小説

『草の窓』柿沼雅美(『草の中』)

 僕が呟くと、Kはどうした? と聞いてくれた。
 「こういう草の中でユウちゃんを抱いてやったことがあるんだ」
 Kは黙っていた。
 「それにちょうど月のこんな夜だ!」
 僕は頭を抱えてそのときの草の匂いを嗅ぎつけるように雑草の中へ倒れこんだ。僕の乱れた感情が伝わったのか、Kは地面をグーで叩いた。
 Kみたいな友達がいてくれたら大丈夫かもしれない、と思いはじめたところで、右端のユウちゃんの部屋のカーテンがスッと閉じた。

 
 もう僕は生きていける気がしない、という連絡をもらった時、見に行かねばと思った。
 30歳を超えて初めて出来た彼女がユウちゃんという子で、どうやら最近別れたらしい、というのが学生時代の友達の間で噂になっていた。
 彼をすごい、と思ったのは高2の時だった。色白で細身でメガネをかけていて、ヲタクだとずっと言われていたけれど、社会人になるとその見た目がIT系のできるヤツに見えた。

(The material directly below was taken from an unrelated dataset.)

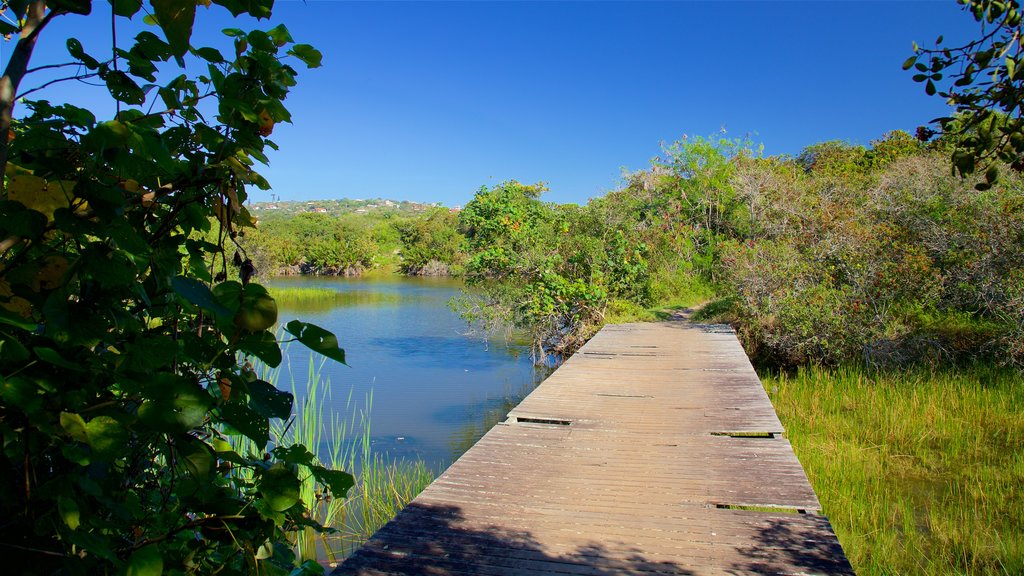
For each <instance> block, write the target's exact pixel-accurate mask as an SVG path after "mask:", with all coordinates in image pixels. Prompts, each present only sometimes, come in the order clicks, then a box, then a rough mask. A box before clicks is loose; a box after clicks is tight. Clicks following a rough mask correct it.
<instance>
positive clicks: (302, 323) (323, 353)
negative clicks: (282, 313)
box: [285, 320, 347, 366]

 すごいということに気づいたのは俺だけだったんじゃないだろうか。好きなアニメのキャラクターの番組やCDを聴いたり、アニメイトでのイベントにも足繫く通っていた。そしてそのキャラクターを自分で描いては、自分だけのグッズを作って楽しんでいた。通学カバンについていたキーホルダーやハンカチにプリントされたものは市販のものではなく、自分で考え、描き、作ったものだと言っていた。まだスマホもない時代に、いつか3Dで自分でフィギュアを作れる時がくるよ、と言い切っていた。

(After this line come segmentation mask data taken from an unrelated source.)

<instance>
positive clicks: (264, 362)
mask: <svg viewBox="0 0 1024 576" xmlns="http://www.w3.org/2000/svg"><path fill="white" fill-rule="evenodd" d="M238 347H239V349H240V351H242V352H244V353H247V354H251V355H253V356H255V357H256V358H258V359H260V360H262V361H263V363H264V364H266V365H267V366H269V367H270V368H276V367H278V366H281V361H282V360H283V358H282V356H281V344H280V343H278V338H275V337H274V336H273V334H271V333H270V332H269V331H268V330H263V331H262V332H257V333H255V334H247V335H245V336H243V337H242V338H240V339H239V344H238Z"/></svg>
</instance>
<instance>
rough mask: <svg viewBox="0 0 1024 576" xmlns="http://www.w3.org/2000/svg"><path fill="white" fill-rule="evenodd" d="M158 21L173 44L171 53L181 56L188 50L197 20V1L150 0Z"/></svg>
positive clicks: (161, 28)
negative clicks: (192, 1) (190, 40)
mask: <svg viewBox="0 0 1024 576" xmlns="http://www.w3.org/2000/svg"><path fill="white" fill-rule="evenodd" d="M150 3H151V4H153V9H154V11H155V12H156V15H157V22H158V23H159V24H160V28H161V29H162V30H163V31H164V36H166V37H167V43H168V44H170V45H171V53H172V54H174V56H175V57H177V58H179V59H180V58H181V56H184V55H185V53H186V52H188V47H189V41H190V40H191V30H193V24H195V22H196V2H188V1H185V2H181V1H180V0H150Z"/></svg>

 心配だからひさしぶりに顔見に行く、と連絡をしてみたら、なぜか実家とは離れた公園を指定された。
 住宅街だからか子供連れが多い。まだ子供はいないが、まだ新婚の俺に子供ができたら、こんなふうに滑り台の下で子供が降りてくるのを両手を広げて待ったりするのかもしれない。イメージがリアルに沸いてきて、目の前の光景がほほえましくてしかたない。

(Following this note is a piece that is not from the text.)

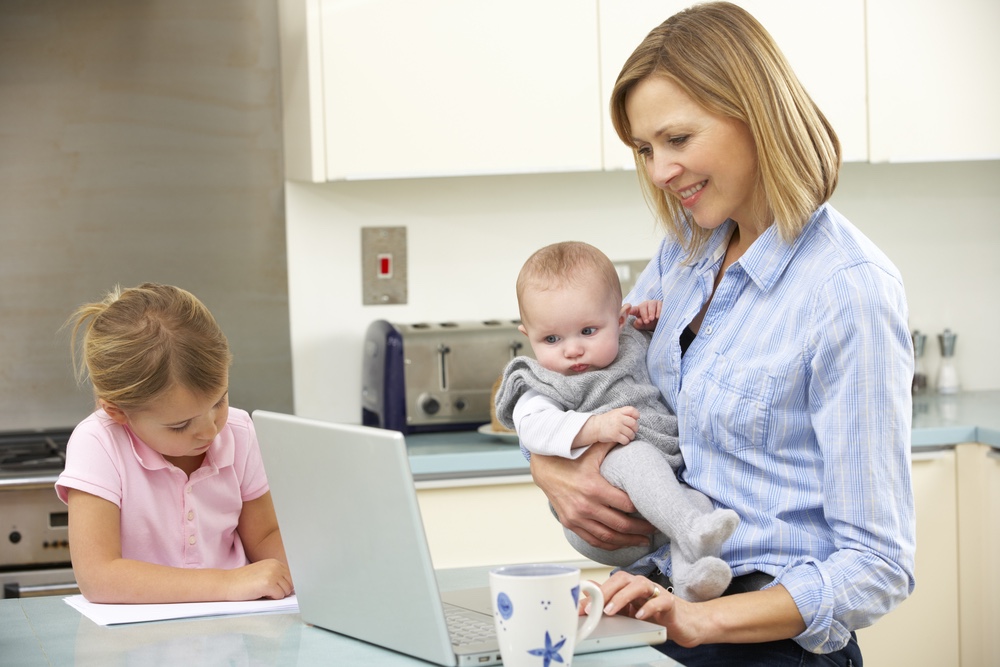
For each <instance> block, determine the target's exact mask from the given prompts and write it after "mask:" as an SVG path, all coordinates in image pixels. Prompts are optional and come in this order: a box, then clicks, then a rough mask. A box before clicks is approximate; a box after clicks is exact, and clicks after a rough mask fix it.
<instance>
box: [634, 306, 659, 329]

 砂場の向こうに、細身の男が立っていて、すぐに彼だと分かった。ボディバッグを斜めにかけて、腰に両手をあてて突っ立っている。怪しく見えないのは、雰囲気が爽やかで存在感が薄めだからだと分かる。
 トン、とバッグを叩くと、彼は、おお、と振り返った。もうメガネはしておらず、ヲタクの感じもなく、比較的自由な社風に勤めるエンジニアといった風だった。
 ひさしぶり、と言うも、その表情は冴えなくて、そうだった彼は彼女と別れたばかりだったんだと思い出した。
 落ち込んでいながらも優しい雰囲気が残っているのは、ユウちゃんという彼女がとても良い彼女だったからだろうという気がした。
 「紹介してくれたらよかったのに」
 共通の友人でもいたら別れる前に相談に乗れたんじゃないか、と安易なことを考えてしまう。そんな俺に彼は、小さく笑って、もう彼女には別の彼氏がいるような返事をした。フラれたのがはっきりと分かって、俺は少し申し訳なくて、足元の落ち葉を踏んだ。
 「ちょっと連れていきたいところがあるんだ」
 そう言う彼に、もちろん、と返事をしてあとをついて行った。